An adaptively weighted statistic for detecting differential gene expression when combining multiple transcriptomic studies.
2010-05-14 10:00 - 11:00
Room 308, Mathematics Research Center Building (ori. New Math. Bldg.)
Global expression analyses using microarray technologies are becoming more common in genomic research, therefore new statistical challenges associated with combining information from multiple studies must be addressed. In this paper we will describe our proposal for an adaptively weighted (AW) statistic to combine multiple genomic studies for detecting differentially expressed genes. We will also present our results from comparisons of our proposed AW statistic to Fisher's equally weighted (EW), Tippett's minimum p-value (minP), and Pearson's (PR) statistics. Due to the absence of a uniformly powerful test, we used a simplified Gaussian scenario to compare the four methods. Our AW statistic consistently produced the best or near-best power for a range of alternative hypotheses.

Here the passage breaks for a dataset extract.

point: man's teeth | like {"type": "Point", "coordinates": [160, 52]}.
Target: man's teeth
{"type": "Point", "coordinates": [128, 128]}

AW-obtained weights also have the additional advantage of filtering discordant biomarkers and providing natural detected gene categories for further biological investigation. Here we will demonstrate the superior performance of our proposed AW statistic based on a mix of power analyses, simulations, and applications using data sets for multi-tissue energy metabolism mouse, multi-lab prostate cancer, and lung cancer.